Original language: Catalan

Original title: Persecution

Year of publication: 2019

Translation: Carlos Mayor

Valuation: recommended (and more than that, at some point)

I suppose that more than one of those who read us are also followers of the videoblog or YouTube channel Trotalibros; If so, you will know that the creator of it, Jan Arimany, has shown himself more than once as an enthusiastic supporter of the novel Persecution, by the Catalan writer Toni Sala. It was not surprising, then, that When it came to publishing it in Spanish, the publishing house born from that videoblog and called by the same name would be in charge of it (a very laudable and, for the moment, excellent initiative, by the way). I am afraid that I was not that impressed by the book, although, without a doubt, this is a remarkable novel, written with complex and muscular prose, with very powerful passages. Without going any further, the beginning of the narrative: a woman, who we later find out is called Èlia, about forty years old and successful in the real estate area, tells us that the man with whom she had had a romantic relationship for a year He confessed one day that he would have killed his wife ten years ago, and for that he had gone to prison. Èlia, shocked, kicks him out of her house and tries to erase him from her life, but she soon starts looking for him to ask for an explanation. Thus begins a novel that revolves around Albert Jordi – that is the name of the murderer -: not only does Èlia look for him, but another woman also appears, Teresa, a former stewardess who works as a receptionist in a hotel and two ex-prisoners, companions of Albert Jordi prison.

The novel, divided into three large parts, is structured through chapters narrated in the first person by these different characters – Èlia and Albert Jordi, mainly and logically, in addition to Teresa and Mercury, the oldest of the ex-prisoners, beginning and closing the novel Èlia-; These four narrators not only tell us the events that occur in the plot – which we do not have to consider definitive either, since it immediately becomes clear that none of them is very reliable – but also their reflections, memories, fantasies and even hallucinations, in one or more flows of consciousness that are more or less evident and, above all, achieved. Because, or at least according to the opinion of this reviewer, both Èlia and, surprisingly, the criminal Mercury are much more credible as characters and their speech is more rounded (I say surprisingly because of the confusion of the same, something that anyone will be able to realize). read this novel), while, however, the character of Teresa seems much less credible to me, even a bit fake.
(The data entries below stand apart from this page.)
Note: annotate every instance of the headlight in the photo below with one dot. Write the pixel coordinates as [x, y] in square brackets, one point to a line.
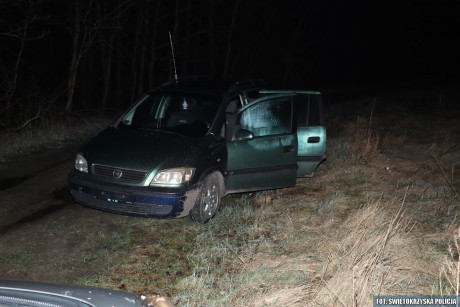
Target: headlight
[173, 176]
[81, 164]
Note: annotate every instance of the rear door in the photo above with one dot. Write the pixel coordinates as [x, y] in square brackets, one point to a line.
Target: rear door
[310, 129]
[262, 145]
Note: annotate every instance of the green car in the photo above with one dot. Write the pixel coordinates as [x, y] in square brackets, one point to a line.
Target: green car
[183, 146]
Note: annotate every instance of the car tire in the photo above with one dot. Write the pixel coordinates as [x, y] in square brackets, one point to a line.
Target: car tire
[208, 201]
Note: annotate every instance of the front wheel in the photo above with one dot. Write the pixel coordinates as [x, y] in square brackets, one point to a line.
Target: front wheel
[209, 199]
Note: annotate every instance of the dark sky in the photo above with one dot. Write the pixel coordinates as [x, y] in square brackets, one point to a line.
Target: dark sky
[124, 45]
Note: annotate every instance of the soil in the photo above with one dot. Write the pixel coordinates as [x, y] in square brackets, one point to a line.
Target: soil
[420, 135]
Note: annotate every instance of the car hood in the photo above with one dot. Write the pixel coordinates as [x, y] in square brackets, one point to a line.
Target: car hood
[142, 150]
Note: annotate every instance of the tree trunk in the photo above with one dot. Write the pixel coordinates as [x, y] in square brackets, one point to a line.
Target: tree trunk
[75, 60]
[229, 43]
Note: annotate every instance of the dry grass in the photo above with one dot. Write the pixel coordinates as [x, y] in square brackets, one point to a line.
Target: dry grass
[353, 231]
[449, 275]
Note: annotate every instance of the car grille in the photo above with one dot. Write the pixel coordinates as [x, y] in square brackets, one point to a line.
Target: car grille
[126, 174]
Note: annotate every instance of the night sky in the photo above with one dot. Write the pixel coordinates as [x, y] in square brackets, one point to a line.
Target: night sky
[123, 48]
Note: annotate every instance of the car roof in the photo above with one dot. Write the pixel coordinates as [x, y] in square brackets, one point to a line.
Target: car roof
[208, 86]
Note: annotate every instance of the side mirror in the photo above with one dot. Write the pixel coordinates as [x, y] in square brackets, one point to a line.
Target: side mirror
[244, 134]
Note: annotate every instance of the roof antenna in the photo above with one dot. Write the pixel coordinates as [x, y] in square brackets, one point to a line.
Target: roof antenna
[174, 59]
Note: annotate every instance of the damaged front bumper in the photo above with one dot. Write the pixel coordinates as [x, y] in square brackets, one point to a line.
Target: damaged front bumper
[132, 200]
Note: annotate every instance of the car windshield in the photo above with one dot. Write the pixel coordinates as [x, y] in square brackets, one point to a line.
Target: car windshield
[171, 112]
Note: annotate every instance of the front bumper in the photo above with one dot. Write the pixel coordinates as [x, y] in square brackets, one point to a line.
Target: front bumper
[131, 200]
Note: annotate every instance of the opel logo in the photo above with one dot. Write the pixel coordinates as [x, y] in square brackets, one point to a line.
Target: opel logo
[117, 173]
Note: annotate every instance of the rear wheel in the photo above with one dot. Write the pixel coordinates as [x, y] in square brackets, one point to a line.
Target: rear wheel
[209, 199]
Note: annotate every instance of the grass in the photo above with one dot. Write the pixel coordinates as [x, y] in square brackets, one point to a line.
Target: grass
[379, 217]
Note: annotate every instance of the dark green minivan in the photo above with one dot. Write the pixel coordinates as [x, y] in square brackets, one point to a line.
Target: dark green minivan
[183, 146]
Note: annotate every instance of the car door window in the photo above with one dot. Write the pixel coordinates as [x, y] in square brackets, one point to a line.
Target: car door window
[270, 117]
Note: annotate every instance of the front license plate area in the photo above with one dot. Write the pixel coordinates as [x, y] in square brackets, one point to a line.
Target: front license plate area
[113, 197]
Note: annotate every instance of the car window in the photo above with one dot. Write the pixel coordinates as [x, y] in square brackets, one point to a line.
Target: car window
[268, 117]
[187, 114]
[309, 107]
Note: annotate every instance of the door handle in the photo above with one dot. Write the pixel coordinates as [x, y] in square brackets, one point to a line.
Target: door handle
[289, 148]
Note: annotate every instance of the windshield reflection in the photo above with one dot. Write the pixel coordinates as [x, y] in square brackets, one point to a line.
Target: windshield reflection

As for Albert Jordi, who, if not a clear protagonist, is the character around whom the action develops, I am somewhat undecided, since sometimes he is presented to us as the personification of evil, with a behavior almost like a psychopath without empathy, others as a simple psychotic who is somewhat cyclothymic and even imbued with a certain naivety and, on some occasions, a kind of Monsieur Hulot with a certain tendency towards the vaudevillian (or, at least, that is the result of his actions). In any case, it is his vis maligna that prevails in the end in the reader’s appreciation and, in fact, the idea declared by the author is that this novel, together with the previous one, Boysis part of a trilogy about evil that Sala has not yet completed.
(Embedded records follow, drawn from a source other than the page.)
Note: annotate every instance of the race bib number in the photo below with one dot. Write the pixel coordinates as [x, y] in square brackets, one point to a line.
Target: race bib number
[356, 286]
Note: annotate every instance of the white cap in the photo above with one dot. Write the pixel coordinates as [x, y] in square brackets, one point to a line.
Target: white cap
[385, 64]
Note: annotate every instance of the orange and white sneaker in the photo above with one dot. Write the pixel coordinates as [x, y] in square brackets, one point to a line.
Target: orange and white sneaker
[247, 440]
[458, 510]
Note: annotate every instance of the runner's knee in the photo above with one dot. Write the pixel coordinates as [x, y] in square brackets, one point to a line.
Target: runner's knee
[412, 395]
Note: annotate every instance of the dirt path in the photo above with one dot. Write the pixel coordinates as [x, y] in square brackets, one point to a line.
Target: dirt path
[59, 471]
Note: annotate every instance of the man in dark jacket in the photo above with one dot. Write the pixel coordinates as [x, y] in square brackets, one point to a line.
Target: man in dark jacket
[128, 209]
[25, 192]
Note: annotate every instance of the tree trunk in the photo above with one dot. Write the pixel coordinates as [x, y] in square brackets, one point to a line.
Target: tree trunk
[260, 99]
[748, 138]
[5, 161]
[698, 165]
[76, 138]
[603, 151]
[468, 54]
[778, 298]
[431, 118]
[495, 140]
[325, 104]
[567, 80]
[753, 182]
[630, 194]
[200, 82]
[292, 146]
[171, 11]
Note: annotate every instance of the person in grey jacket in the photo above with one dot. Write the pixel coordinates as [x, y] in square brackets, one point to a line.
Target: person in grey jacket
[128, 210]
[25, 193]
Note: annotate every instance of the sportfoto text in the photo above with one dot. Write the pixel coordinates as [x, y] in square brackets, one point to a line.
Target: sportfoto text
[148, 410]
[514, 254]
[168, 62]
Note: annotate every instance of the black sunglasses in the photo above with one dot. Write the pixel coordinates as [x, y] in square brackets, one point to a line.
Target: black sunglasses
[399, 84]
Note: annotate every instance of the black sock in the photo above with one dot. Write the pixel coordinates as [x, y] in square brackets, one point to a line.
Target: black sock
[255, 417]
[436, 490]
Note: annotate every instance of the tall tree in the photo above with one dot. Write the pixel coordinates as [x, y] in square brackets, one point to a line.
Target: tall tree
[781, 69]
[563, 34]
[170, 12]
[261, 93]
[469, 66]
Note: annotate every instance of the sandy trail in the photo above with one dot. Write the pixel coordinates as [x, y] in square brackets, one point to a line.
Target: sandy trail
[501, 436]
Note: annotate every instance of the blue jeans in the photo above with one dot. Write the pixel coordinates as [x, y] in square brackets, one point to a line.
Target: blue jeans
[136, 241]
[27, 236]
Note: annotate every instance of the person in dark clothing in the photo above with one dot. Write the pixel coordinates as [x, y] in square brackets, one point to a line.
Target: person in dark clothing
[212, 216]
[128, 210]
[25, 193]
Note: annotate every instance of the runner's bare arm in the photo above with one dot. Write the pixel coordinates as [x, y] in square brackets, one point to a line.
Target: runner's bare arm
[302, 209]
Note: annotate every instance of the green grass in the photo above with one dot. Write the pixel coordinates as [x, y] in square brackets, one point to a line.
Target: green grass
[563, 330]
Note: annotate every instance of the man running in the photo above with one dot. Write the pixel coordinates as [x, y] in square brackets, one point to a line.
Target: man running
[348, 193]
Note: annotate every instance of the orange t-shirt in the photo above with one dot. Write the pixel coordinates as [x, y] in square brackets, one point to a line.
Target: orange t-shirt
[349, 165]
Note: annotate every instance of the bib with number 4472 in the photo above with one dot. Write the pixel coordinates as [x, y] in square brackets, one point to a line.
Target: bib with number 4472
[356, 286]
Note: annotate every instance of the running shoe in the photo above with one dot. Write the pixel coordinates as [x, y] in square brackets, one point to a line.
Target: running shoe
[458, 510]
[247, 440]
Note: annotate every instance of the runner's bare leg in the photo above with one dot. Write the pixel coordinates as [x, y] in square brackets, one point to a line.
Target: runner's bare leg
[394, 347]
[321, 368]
Ultimately, or even first, this is a noir somewhat peculiar and, above all, rooted in the Catalan landscape and countryside (which does not mean that it could not work perfectly if it were developed in Galicia, California or Normandy): the action takes place in both Barcelona and Empordà , with the presence of realities perhaps somewhat hidden from the majority of society, such as the large slaughterhouses where immigrants work or the recent past of the fishermen of Badalona (I suppose they no longer exist). Furthermore, the novel takes place in the summer of 2017, not by chance: both the jihadist attack on Las Ramblas and the atmosphere prior to the October 1 referendum appear in it, events that contribute to condensing the atmosphere in which our books move. characters. This setting in an immediate and concrete past gives the novel, without a doubt, additional interest for current readers, although there is also the risk of a certain estrangement in those of the future, one greater the more distant the other. Something similar happens with certain themes that we find, beyond the plot twists and turns, and that today are thorny questions that our society poses to us: sexist violence, racism, cruelty – industrial, in this case – against animals; It may be that in a while those who read this book will also find problems that are obsolete, although I very much fear that this will not be the case… In any case, the contemporaneity of the novel is something that works in its favor right now, but now We will see what happens over time.

I don’t want to end the review (and I know it’s getting a bit long) without mentioning the magnificent literary skill of Toni Sala, capable, even in the least plausible or forced moments, of maintaining a very high stylistic level, agile and surprising. both in the most utilitarian passages and in those that, as I have already mentioned, recreate the characters’ thoughts, memories and chaos. This is the only work that I have read by this writer, at the moment, but if in other books the level is similar, I believe that we are faced with a first-class author within not only Catalan but also Spanish and even European literature (with a not ugly, I know about classifying writers and artists in general as if they were racehorses). We will see if this impression is confirmed in the future, but, in any case and despite the objections that I have already expressed, Persecution It is a more than firm indication that this may be the case.